MrSeb writes "Over the weekend, developer Egor Homakov exploited a gaping vulnerability in GitHub that allowed him (or anyone else with basic hacker know-how) to gain administrator access to projects such as Ruby on Rails, Linux, and millions of others. GitHub uses the Ruby on Rails application framework, and Rails has been weak to what's known as a mass-assignment vulnerability for years. Basically, Homakov exploited this vulnerability to add his public key to the Rails project on GitHub, which then meant that GitHub identified him as an administrator of the project. From here, he could effectively do anything, including deleting the entire project from the web; instead, he posted a fairly comical commit. GitHub summarily suspended Homakov, fixed the hole, and, after 'reviewing his activity,' he has been reinstated. Homakov could've gained administrative access to the master branch of any project on GitHub and deleted the history, committed junk, or closed or opened tracker tickets."

3 of 202 comments (clear)

  1. Re:What no Guantanamo Bay for him? by timeOday · · Score: 5, Interesting

    The real question is whether other more nefarious individuals preceded him undetected.

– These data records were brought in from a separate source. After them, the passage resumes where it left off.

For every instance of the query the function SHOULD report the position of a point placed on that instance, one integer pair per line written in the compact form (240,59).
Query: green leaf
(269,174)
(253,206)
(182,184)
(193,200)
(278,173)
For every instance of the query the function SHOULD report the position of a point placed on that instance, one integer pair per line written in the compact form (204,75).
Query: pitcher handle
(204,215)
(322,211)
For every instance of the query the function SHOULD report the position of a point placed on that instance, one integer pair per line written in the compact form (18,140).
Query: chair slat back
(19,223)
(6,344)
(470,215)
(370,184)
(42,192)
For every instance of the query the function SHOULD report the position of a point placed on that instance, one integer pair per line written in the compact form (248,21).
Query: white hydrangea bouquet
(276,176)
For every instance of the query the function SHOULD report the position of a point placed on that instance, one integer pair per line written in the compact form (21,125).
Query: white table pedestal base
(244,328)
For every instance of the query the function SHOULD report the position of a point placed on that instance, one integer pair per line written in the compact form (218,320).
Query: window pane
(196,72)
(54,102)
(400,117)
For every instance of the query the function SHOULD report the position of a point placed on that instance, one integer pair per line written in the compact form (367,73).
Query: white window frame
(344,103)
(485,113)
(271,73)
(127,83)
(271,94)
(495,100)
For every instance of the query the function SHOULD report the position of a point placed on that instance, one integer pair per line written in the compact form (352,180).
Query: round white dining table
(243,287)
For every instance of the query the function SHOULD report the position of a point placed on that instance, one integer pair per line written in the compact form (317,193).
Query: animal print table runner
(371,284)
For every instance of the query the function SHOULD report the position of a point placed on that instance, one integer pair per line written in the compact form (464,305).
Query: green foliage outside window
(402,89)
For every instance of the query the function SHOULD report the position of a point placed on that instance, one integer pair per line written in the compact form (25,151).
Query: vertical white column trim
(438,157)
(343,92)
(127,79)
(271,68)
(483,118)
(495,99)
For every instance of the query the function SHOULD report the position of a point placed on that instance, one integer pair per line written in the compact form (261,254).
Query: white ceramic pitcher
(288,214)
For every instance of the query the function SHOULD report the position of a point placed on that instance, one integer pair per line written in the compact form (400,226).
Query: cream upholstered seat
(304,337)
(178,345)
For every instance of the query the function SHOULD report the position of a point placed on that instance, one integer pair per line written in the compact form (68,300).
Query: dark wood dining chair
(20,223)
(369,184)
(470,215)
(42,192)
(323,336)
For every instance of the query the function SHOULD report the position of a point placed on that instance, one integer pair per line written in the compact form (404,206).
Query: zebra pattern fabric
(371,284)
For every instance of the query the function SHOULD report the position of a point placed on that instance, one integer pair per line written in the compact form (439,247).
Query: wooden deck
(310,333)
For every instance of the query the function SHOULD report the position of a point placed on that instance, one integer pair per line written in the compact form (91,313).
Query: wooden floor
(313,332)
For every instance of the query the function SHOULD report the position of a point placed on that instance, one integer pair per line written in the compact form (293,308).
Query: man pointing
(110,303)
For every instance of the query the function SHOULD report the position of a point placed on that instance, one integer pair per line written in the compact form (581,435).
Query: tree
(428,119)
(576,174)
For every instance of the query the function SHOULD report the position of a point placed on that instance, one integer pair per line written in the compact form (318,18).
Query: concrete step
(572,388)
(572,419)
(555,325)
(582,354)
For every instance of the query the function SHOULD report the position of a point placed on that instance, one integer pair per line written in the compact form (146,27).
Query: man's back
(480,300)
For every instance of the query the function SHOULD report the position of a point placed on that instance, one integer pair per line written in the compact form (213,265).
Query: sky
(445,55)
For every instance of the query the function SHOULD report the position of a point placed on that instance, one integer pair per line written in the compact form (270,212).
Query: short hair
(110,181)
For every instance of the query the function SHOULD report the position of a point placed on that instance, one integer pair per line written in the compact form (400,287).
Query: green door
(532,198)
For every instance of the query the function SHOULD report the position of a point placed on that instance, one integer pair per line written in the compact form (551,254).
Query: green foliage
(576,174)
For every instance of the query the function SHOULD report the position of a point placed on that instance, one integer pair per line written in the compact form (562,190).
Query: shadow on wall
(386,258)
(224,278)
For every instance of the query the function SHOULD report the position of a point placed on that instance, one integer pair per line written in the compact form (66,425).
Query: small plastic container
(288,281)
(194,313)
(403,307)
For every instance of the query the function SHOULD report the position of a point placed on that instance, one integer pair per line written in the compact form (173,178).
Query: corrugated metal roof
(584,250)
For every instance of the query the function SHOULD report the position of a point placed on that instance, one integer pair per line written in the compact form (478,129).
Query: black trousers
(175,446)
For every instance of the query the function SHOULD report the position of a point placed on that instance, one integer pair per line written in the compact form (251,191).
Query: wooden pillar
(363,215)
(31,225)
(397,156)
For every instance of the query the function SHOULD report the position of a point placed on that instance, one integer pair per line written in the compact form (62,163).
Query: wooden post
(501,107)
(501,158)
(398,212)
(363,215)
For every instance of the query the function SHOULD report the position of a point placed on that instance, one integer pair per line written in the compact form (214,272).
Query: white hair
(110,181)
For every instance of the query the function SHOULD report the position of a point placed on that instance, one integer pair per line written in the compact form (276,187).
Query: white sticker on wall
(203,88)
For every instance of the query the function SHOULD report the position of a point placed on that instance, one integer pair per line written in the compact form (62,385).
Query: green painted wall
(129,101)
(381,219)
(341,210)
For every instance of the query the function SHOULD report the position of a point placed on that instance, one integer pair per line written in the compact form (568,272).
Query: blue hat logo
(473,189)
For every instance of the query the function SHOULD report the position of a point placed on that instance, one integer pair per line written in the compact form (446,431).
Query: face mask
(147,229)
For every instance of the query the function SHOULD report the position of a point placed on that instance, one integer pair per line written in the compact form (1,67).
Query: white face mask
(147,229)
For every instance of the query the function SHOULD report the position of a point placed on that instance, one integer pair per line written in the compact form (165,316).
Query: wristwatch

  2. The devs were notified and ignored it by dnwq · · Score: 5, Interesting
    The best thing is this comment by a developer closing Homakov's original bug report, two days before Homakov hacked in:

    fxn commented 3 days ago

    There was a proposal about changing that flag in #4062 and the consensus is the pros of the default configuration outweigh the pros of the alternative.

    Thanks!

    Apparently GitHub's own admin isn't "pro" enough...

    1. Re:The devs were notified and ignored it by dnwq · · Score: 4, Interesting

      Not precisely right: the devs were saying "good users know how to secure their installs" and then Homakov demonstrated just how untrue this was by breaking into what is probably the world's most important and professionally-run Ruby on Rails server, i.e., GitHub. That Rails itself is hosted on GitHub just makes it funnier.